To determine changes in reporting, the researchers studied 688 clinical trials in 2015 and 2019. Nearly half of trials in both years reported race — a vast improvement over 1999 statistics, which found only 28.7% of clinical trials reported race. However, most of the participants were white, accounting for 84% in 2015 and 77% in 2019. Fewer than 15% of studies (14.7% in 2015 and 12.3% in 2018) reported SES. Sex was noted in 98% of the clinical trials, although the median number of female participants was 46%.
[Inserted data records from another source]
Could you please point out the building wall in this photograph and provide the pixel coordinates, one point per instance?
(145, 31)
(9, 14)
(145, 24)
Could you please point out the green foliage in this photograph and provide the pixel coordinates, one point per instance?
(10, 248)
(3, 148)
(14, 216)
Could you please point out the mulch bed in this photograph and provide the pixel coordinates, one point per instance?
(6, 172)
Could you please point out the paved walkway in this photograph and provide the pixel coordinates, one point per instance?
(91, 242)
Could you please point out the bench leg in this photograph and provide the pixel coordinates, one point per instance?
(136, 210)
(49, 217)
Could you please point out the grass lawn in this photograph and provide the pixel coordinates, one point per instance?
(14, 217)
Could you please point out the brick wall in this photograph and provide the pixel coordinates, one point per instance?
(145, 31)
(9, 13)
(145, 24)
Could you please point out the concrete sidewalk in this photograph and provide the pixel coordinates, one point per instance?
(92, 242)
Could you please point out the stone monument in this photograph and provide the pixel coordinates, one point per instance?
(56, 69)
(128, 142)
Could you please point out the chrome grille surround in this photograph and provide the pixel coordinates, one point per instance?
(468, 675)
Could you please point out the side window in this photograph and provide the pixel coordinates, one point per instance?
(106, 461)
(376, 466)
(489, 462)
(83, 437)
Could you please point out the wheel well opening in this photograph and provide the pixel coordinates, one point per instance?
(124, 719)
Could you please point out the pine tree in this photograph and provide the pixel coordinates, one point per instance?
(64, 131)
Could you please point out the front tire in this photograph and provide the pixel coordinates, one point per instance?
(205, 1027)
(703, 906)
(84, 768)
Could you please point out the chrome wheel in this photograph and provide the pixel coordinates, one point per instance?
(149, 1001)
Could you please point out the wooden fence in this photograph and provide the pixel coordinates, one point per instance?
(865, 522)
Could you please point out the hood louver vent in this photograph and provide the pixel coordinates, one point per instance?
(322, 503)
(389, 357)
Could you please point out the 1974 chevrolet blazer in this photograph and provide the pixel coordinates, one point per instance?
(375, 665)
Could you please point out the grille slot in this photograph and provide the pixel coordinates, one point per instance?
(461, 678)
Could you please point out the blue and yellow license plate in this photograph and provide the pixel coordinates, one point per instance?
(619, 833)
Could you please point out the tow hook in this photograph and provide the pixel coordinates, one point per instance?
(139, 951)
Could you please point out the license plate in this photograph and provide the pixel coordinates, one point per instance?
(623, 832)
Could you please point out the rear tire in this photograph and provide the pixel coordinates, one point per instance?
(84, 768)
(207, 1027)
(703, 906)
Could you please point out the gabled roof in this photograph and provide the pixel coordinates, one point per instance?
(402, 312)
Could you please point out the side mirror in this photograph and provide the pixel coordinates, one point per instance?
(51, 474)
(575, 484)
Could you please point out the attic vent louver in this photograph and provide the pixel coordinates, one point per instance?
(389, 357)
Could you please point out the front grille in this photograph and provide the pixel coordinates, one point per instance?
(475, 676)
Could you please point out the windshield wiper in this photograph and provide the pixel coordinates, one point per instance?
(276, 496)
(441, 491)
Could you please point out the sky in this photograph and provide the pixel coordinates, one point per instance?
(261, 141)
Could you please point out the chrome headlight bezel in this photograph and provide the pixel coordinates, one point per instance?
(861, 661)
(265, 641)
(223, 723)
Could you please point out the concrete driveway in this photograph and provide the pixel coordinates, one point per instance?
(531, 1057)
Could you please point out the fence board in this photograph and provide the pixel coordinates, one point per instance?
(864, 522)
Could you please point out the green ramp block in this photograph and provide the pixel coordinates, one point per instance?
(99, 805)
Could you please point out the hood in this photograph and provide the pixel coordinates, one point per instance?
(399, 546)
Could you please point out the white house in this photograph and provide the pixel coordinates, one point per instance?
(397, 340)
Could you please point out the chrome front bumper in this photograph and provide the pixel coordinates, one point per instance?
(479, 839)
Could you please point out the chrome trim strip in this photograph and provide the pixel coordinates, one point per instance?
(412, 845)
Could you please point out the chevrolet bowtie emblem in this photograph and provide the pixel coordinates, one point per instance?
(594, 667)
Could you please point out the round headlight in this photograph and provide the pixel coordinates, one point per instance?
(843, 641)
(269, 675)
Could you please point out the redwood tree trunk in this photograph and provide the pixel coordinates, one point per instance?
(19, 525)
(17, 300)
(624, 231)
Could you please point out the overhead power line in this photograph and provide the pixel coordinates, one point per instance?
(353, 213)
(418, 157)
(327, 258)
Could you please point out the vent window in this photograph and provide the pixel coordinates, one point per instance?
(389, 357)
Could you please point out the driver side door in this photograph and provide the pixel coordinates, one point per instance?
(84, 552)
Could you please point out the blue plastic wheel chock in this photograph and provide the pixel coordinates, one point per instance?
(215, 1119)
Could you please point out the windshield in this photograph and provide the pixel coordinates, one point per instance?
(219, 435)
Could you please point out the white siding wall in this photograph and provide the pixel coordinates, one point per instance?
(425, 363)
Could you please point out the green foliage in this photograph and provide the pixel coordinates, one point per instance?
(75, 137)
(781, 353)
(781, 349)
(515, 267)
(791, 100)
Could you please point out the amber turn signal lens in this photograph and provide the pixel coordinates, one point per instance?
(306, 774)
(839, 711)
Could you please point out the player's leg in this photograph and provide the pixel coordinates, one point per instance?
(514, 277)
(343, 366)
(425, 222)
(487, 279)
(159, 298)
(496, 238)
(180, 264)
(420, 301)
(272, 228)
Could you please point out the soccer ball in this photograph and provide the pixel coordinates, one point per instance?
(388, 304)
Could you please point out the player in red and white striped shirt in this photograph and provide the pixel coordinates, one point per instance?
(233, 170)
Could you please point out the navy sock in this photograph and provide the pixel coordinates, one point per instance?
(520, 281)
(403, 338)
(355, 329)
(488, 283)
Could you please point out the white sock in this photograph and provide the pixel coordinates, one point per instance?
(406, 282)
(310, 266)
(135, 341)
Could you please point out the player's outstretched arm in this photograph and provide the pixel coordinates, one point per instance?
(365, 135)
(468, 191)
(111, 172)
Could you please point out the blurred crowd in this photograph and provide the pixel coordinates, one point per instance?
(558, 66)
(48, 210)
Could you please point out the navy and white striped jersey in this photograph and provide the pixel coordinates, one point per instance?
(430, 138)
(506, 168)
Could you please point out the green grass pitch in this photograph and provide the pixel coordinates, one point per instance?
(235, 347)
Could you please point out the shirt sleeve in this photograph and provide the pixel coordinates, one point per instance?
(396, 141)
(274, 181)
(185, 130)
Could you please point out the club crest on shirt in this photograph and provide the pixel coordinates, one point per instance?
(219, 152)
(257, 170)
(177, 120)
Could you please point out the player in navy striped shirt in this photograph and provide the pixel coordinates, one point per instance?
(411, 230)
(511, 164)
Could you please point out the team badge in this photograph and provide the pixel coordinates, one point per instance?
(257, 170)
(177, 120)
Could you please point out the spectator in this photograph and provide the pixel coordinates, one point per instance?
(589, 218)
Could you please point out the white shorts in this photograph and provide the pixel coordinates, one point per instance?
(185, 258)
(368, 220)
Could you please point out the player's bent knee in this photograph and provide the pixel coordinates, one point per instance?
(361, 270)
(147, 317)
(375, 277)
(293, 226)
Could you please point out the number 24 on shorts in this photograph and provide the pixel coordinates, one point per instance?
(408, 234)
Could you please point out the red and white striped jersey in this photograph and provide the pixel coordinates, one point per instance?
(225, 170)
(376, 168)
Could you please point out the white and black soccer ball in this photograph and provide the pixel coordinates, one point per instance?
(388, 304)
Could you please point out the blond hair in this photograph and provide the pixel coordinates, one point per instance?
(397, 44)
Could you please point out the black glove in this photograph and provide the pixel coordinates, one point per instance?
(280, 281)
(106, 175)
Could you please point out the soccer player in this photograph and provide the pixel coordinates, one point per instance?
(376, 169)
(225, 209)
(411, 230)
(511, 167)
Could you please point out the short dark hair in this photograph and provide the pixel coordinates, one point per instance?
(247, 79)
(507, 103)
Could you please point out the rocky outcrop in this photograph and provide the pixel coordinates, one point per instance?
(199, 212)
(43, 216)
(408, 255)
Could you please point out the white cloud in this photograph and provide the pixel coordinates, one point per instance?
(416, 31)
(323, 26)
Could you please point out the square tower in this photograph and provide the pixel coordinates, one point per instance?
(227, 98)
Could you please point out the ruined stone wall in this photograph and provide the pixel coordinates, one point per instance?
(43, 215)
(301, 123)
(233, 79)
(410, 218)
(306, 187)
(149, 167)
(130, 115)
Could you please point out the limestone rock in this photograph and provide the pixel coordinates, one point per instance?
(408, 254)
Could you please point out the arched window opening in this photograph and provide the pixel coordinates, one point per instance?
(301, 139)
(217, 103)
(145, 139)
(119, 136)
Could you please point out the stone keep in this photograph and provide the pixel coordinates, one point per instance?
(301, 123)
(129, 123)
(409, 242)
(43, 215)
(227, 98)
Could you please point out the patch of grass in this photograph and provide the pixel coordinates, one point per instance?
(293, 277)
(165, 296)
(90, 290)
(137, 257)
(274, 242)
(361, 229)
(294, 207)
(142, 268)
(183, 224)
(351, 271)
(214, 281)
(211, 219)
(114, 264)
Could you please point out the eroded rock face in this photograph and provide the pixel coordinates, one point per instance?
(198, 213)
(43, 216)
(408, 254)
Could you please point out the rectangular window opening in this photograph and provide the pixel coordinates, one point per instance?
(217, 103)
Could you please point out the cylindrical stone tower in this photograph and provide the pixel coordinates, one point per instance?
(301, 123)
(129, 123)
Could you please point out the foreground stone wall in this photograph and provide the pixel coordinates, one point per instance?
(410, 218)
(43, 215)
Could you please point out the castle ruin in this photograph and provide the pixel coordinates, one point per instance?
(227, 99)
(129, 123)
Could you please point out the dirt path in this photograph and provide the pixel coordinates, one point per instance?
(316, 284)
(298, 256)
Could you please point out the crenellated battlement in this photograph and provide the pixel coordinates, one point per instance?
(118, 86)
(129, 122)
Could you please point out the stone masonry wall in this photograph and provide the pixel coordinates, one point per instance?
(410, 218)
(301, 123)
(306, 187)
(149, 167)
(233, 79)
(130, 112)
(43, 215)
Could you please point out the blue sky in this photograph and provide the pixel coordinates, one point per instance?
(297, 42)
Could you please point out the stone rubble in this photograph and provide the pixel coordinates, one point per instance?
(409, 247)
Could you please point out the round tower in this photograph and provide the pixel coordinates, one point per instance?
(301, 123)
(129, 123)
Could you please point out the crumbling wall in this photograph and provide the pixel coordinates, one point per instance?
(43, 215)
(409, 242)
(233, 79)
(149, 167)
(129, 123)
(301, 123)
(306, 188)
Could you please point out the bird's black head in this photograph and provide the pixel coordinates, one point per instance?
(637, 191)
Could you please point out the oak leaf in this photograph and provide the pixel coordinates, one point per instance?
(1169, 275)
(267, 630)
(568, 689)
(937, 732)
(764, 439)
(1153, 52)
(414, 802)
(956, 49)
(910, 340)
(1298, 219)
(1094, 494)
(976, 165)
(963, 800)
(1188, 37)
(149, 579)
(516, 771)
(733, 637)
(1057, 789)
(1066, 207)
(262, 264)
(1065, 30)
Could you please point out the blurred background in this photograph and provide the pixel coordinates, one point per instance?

“We found that limited progress has been made in the reporting and representation of race and SES within medical research between 2015 and 2019, while the reporting of sex was high,” the authors concluded. “The impacts of systemic racism in medicine are being acknowledged. It is imperative that we now address this important problem and improve the way we represent, report, and include race, SES, and sex in medical research.”

But overcoming systemic racism is not a matter of simply recruiting more diverse clinical trial participants. A long history of racism can lead to mistrust in communities of color.

“All of these things reflect a structure, a process,” Clyde W. Yancy, MD, MSc, vice dean of diversity and inclusion for medicine, professor of medical social sciences, and chief of the division of cardiology at Northwestern University Feinberg School of Medicine, noted at a recent webinar. “The way an IRB functions, the way protocols are disseminated, the way studies are funded, the way investigators are rewarded, particularly with academic credit, all of this is within a fairly strict system. That system, by design, whether it was overt or not, excludes certain important constituencies. When we talk about structural racism, we’re saying that there’s something inherent in the design of our systems whereby the execution of that process unfortunately leaves some people out of the equation. We shouldn’t fear the phrase ‘structural racism.’ We should recognize it as an invitation to re-evaluate our processes and [ask], ‘Have we developed processes that are more inclusive?’”

Including diverse populations in clinical trials also ensures good science and safe medications. “[When] we create representative populations in our clinical trials, we create better science,” PRA Health Sciences chief scientific officer and executive vice president Kent Thoelke said at the same webinar. “We create safer drugs. We create better understanding and profiles around the efficacy of the drugs for testing, so this conversation is an incredibly important one.”